Fischer (
A Kim Jong-Il Production: The Extraordinary Story of a Kidnapped Filmmaker, His Star Actress, and a Young Dictator’s Rise to Power) brackets the story of French artist and inventor Louis Le Prince—and his undeniable yet overlooked role in film history—with true crime trappings. Working in his studio in 1880, Le Prince dropped two photographic plates and noticed the blurring of the images created the illusion of movement; within the decade he had a working motion-picture camera and projector prototype, as well as a collection of the world’s first live-action motion pictures. Then he boarded a Paris-bound train in Dijon on his way to join his family in New York, where his motion pictures would have their debut. But after boarding the train in Dijon, Le Prince was never heard from again. Fischer presents Thomas Edison as a sinister figure singularly interested in Le Prince’s disappearance—a bit of misdirection, as Fischer has a more likely suspect in mind—but the sensational end of Le Prince’s life remains unsolved.

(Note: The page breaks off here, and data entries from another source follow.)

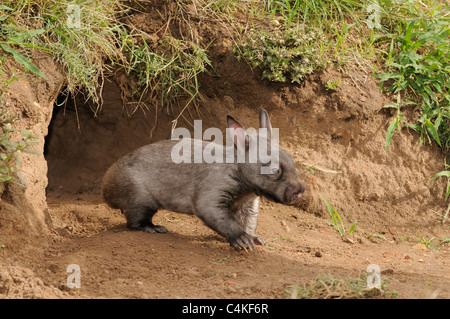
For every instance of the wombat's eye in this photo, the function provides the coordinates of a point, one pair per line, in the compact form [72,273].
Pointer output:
[276,170]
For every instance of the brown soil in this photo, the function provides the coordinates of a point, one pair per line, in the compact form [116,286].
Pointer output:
[339,135]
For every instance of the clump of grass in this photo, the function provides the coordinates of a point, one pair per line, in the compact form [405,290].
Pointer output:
[329,287]
[168,74]
[333,85]
[336,220]
[83,40]
[89,41]
[420,72]
[283,55]
[10,150]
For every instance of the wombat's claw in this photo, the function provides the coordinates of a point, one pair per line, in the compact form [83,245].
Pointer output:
[243,242]
[258,241]
[155,229]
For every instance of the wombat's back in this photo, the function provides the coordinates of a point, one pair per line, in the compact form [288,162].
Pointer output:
[150,172]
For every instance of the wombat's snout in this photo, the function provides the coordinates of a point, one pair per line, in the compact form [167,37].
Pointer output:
[294,192]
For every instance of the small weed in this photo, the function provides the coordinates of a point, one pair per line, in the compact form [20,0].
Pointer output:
[329,287]
[428,242]
[336,220]
[10,151]
[283,55]
[420,70]
[333,85]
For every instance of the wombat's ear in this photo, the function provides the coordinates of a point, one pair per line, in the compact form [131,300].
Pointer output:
[237,133]
[264,122]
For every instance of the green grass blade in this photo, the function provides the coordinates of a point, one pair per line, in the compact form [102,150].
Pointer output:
[23,60]
[390,132]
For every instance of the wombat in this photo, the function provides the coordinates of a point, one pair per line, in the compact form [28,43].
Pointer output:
[224,194]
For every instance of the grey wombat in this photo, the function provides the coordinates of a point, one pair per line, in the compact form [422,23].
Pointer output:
[224,195]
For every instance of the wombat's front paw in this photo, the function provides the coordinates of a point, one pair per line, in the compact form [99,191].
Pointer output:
[245,241]
[258,241]
[155,229]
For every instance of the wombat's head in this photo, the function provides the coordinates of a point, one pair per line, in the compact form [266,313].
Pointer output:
[268,170]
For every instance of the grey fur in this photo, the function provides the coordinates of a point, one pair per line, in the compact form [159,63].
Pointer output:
[224,195]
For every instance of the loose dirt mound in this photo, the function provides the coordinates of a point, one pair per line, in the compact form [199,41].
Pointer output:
[337,142]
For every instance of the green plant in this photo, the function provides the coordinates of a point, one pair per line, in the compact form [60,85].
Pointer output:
[428,242]
[336,220]
[10,151]
[170,73]
[444,173]
[333,85]
[329,287]
[283,55]
[421,71]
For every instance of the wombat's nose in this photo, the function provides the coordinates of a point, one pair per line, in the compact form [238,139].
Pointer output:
[297,192]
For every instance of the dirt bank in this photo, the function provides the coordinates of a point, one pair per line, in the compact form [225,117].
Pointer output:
[336,139]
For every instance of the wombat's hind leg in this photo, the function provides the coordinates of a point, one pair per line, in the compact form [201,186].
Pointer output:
[140,218]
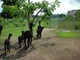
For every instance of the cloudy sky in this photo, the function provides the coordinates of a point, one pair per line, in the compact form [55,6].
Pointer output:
[65,6]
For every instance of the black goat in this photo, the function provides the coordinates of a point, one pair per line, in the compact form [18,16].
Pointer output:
[1,28]
[39,32]
[7,45]
[27,35]
[20,39]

Fischer’s book also successfully chronicles the history of photography and explores how moving pictures were the next logical step—and how several inventors were in competition to get there first.
VERDICT Fischer combines firsthand accounts with dynamic writing to bring the Victorian era to life. A remarkable cast of characters (including Le Prince’s equally fascinating wife, Lizzie) makes for compelling reading.